Yeah, I hear you, but here’s where I’m coming from. First, I’m not talking about numbers or data per se. It’s all in how it’s used, and what data it is. I love a bunch of data, but it’s all too easy to substitute quantity of numbers for actual systems design. Command Ops does a good job of having lots of numbers but also a sophisticated game system, where the player can pick and choose how much they get into. Pretty much every game by Koger or Grigsby, IMO, is the opposite–data overload to hide the fact that the essential game systems are weak or underdeveloped, at best.

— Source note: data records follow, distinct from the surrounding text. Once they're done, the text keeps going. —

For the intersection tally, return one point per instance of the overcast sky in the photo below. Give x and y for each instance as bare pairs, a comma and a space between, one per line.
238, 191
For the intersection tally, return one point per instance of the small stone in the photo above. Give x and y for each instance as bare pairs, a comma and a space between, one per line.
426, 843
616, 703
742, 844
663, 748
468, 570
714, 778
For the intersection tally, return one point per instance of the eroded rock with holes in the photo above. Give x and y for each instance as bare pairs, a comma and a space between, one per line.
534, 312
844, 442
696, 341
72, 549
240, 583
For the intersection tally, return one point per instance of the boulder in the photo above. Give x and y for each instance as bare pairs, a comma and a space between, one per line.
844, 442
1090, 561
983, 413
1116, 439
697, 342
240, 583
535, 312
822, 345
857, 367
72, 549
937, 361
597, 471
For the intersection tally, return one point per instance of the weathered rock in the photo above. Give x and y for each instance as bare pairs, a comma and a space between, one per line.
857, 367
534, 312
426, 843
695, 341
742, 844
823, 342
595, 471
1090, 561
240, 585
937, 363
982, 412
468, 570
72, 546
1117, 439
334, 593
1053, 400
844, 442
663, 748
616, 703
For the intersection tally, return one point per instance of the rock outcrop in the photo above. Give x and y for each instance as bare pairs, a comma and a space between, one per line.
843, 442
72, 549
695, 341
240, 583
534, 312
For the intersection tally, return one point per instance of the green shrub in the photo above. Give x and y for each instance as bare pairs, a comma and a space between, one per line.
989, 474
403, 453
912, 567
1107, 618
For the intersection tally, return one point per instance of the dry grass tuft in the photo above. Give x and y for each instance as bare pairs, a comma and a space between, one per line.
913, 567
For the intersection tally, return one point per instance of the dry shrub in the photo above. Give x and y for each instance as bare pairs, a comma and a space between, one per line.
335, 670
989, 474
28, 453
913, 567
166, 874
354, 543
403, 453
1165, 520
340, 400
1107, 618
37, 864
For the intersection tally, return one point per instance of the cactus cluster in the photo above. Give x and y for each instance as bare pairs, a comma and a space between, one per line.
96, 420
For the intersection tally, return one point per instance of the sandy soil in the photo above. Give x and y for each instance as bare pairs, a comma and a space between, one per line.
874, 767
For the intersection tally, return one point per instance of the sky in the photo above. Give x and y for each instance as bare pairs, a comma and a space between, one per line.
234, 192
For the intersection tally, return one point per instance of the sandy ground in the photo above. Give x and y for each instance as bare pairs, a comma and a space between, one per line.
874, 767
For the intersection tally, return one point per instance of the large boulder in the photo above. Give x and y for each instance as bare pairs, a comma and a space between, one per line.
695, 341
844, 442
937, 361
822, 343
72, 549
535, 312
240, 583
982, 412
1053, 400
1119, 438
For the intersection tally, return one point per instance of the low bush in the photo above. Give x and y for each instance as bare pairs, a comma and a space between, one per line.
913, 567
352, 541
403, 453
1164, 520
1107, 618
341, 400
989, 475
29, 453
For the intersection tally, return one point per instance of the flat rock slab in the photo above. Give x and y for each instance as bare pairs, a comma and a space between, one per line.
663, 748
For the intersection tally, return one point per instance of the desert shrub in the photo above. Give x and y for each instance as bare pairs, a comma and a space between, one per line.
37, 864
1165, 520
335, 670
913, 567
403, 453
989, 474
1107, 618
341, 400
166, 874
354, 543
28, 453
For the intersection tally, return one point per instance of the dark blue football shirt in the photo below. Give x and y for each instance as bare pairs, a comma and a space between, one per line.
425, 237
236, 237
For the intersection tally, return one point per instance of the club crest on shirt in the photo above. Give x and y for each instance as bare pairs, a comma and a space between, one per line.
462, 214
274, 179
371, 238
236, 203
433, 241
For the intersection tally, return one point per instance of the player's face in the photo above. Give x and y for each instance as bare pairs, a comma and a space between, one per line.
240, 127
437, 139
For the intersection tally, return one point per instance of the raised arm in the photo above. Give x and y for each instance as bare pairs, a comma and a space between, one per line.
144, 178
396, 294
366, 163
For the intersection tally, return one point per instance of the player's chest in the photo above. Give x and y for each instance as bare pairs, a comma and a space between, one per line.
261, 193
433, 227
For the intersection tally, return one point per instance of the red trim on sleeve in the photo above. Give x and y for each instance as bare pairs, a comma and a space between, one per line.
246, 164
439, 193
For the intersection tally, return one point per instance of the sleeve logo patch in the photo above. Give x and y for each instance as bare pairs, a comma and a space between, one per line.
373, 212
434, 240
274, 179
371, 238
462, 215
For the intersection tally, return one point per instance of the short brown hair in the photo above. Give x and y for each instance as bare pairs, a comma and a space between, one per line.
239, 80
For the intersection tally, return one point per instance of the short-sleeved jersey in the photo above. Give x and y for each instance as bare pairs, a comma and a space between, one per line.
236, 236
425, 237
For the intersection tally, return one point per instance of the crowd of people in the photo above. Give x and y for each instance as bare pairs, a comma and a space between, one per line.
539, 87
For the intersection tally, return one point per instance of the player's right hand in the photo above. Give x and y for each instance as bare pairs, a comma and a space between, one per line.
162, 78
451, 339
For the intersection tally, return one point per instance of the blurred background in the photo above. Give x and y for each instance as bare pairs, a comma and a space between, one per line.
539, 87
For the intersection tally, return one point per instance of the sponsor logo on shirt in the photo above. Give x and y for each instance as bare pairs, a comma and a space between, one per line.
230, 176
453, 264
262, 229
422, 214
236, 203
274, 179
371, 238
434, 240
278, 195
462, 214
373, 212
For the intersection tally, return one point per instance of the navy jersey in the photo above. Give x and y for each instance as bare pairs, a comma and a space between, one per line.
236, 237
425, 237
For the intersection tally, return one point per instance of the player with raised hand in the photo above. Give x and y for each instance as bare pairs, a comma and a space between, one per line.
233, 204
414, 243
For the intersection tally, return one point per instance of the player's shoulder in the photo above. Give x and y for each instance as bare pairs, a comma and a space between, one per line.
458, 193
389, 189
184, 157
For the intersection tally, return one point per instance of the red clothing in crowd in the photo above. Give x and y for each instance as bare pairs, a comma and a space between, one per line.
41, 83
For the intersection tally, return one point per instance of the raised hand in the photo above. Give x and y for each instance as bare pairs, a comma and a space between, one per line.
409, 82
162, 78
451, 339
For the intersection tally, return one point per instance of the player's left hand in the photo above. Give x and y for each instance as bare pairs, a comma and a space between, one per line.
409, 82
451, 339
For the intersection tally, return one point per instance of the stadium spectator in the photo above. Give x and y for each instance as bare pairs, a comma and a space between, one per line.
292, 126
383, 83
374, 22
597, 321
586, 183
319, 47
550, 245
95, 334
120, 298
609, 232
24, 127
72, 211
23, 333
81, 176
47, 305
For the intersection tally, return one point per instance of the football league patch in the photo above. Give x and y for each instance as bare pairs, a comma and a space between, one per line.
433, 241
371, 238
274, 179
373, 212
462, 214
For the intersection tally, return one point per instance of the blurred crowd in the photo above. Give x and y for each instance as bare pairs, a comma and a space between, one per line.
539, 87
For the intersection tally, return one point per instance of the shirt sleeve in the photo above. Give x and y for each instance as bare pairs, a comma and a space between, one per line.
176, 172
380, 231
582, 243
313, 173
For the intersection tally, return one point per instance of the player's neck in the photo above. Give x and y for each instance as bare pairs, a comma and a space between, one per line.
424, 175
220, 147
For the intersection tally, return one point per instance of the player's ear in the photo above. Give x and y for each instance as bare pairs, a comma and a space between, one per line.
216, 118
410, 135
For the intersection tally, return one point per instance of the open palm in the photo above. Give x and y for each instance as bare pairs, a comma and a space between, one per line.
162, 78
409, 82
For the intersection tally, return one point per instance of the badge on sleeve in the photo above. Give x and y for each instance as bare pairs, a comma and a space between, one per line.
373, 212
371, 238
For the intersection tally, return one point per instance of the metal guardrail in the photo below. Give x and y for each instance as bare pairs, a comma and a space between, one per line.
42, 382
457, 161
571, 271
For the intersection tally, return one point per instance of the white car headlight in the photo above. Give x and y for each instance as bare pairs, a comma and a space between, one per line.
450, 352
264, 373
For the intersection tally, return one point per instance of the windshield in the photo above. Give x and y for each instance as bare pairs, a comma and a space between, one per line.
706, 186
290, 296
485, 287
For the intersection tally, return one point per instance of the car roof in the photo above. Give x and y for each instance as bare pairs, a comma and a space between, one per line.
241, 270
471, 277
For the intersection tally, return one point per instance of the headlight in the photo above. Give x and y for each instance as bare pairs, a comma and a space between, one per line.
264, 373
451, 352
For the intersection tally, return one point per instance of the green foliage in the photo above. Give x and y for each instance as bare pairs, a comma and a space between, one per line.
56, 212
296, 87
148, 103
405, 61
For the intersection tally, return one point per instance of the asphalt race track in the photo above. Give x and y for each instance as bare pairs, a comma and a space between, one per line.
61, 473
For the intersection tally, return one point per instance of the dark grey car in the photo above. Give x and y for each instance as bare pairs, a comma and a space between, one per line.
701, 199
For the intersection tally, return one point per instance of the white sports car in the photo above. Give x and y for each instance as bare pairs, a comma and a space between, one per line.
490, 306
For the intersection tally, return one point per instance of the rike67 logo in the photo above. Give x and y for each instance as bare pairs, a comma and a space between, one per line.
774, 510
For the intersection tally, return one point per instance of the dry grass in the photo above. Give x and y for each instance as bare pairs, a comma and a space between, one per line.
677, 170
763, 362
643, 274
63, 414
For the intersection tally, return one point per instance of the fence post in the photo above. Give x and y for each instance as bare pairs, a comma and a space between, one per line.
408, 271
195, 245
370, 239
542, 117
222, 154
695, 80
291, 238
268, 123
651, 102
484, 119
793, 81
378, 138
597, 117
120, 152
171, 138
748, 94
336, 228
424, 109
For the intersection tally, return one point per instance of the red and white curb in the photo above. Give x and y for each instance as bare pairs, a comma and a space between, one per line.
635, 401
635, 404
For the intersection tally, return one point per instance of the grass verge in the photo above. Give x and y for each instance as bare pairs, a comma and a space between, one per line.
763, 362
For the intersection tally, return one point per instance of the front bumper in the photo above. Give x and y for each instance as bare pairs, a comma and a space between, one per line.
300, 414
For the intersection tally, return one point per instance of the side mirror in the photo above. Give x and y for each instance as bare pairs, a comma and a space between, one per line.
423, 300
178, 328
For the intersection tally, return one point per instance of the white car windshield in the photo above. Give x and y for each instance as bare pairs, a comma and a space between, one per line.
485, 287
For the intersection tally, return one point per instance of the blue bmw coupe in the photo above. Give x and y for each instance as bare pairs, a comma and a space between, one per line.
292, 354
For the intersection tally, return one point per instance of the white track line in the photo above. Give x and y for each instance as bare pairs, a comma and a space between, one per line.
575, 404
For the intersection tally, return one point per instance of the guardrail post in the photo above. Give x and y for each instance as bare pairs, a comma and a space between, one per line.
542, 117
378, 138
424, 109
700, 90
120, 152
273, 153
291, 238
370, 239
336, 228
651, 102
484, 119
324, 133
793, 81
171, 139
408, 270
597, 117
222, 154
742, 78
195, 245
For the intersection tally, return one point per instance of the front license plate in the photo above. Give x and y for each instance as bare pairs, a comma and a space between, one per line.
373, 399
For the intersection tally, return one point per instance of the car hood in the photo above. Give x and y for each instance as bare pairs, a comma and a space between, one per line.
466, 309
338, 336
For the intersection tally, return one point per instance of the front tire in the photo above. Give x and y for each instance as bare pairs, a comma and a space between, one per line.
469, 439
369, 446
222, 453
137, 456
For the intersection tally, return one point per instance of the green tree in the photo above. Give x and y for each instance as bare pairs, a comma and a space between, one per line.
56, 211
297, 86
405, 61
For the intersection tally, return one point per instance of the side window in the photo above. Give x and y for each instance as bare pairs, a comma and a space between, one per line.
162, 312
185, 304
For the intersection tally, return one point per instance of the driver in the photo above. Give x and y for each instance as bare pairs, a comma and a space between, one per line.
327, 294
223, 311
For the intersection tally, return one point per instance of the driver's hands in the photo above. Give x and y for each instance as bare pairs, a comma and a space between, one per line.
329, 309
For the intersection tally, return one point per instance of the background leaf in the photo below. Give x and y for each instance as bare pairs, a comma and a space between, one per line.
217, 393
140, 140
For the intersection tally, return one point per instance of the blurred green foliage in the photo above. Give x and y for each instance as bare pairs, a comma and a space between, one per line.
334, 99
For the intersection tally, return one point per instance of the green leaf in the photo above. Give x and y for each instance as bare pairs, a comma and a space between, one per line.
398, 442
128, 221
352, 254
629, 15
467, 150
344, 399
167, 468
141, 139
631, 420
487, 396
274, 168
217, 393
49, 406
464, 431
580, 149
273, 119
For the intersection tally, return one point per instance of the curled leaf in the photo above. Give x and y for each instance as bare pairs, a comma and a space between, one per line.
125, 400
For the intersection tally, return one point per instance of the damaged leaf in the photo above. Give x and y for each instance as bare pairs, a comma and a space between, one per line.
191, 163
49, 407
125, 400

I feel that a simulation that is built on this sort of framework, where you focus on quantifying the value of individual weapons and where the specific quanta of data the player works with is some form of “X thousand rifles, X dozen tanks of Y model,” is fundamentally a bad simulation. It might make a good game-like interactive product (and I sometimes do like to revel in the rivets), it can’t be good simulation or really a good “game,” because that sort of modeling I feel is essentially wrong-headed and inevitably will return ahistorical, unrealistic, and generally bizarre results in the long run.
In other words, sure, you can ignore it if you want, but it’s not about ignoring it because it isn’t my preferred way of playing. It’s about my strong belief that the basic design philosophy is flawed. It’s not that data isn’t immersive, it’s that all too often designers use masses of data to hide the flaws in the game. And adding more data, without the systems that actually use that data, and in such a way that the player can do something with that information that has a reasonable cause/effect relationship, to me is not fun.